Let us make an exception in favor of Paris, nevertheless.
In a relative measure, and in spite of the souvenir which we
have just recalled, the exception is just. While in any other
great city the vagabond child is a lost man, while nearly
everywhere
the child left to itself is, in some sort, sacrificed and
abandoned to a kind of fatal immersion in the public vices
which devour in him honesty and conscience, the street boy
of Paris, we insist on this point, however defaced and injured
on the surface, is almost intact on the interior. It is a
magnificent
thing to put on record, and one which shines forth
in the splendid probity of our popular revolutions, that a
certain incorruptibility results from the idea which exists in
the air of Paris, as salt exists in the water of the ocean. To
breathe Paris preserves the soul.
What we have just said takes away nothing of the anguish
of heart which one experiences every time that one meets one
of these children around whom one fancies that he beholds
floating the threads of a broken family. In the civilization of
the present day, incomplete as it still is, it is not a very
abnormal thing to behold these fractured families pouring
themselves out into the darkness, not knowing clearly what
has become of their children, and allowing their own entrails
to fall on the public highway. Hence these obscure destinies.
This is called, for this sad thing has given rise to an
expression,
"to be cast on the pavements of Paris."
Let it be said by the way, that this abandonment of
children
was not discouraged by the ancient monarchy. A little of
Egypt and Bohemia in the lower regions suited the upper
spheres, and compassed the aims of the powerful. The hatred
of instruction for the children of the people was a dogma.
What is the use of "half-lights"? Such was the countersign.
Now, the erring child is the corollary of the ignorant child.
Besides this, the monarchy sometimes was in need of
children,
and in that case it skimmed the streets.
Under Louis XIV., not to go any further back, the king
rightly desired to create a fleet. The idea was a good one.
But let us consider the means. There can be no fleet, if,
beside the sailing ship, that plaything of the winds, and for
the purpose of towing it, in case of necessity, there is not the
vessel which goes where it pleases, either by means of oars or
of steam; the galleys were then to the marine what steamers
are to-day. Therefore, galleys were necessary; but the galley
is moved only by the galley-slave; hence, galley-slaves were
required.
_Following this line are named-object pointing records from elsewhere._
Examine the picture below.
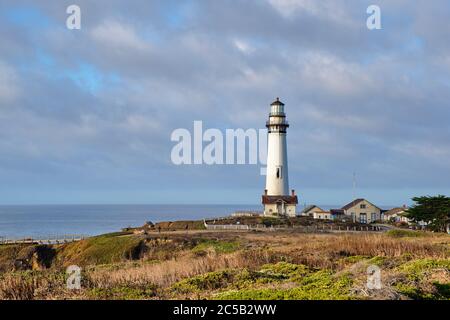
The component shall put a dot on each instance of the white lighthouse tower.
(277, 200)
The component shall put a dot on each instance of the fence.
(56, 239)
(314, 228)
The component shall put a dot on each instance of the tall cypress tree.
(434, 210)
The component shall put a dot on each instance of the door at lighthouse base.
(280, 208)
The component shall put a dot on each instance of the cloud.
(118, 36)
(94, 108)
(9, 84)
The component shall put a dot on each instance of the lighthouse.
(277, 200)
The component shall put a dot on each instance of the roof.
(336, 211)
(310, 207)
(277, 103)
(275, 199)
(356, 202)
(395, 211)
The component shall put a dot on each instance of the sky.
(86, 116)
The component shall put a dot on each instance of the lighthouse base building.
(277, 200)
(280, 206)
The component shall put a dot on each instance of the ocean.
(56, 220)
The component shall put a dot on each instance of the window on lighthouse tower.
(278, 172)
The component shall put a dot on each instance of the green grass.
(253, 284)
(416, 275)
(320, 285)
(207, 281)
(105, 249)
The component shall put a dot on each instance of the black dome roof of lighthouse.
(277, 103)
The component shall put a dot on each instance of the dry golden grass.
(317, 251)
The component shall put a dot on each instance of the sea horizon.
(22, 221)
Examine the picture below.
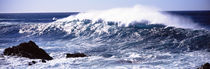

Colbert had the commissioners of provinces and the
parliaments make as many convicts as possible. The magistracy
showed a great deal of complaisance in the matter. A
man kept his hat on in the presence of a procession — it was a
Huguenot attitude; he was sent to the galleys. A child was
encountered in the streets; provided that he was fifteen years
of age and did not know where he was to sleep, he was sent to
the galleys. Grand reign; grand century.
Under Louis XV. children disappeared in Paris; the police
carried them off, for what mysterious purpose no one knew.
People whispered with terror monstrous conjectures as to the
king's baths of purple. Barbier speaks ingenuously of these
things. It sometimes happened that the exempts of the guard,
when they ran short of children, took those who had fathers.
The fathers, in despair, attacked the exempts. In that case,
the parliament intervened and had some one hung. Who?
The exempts? No, the fathers.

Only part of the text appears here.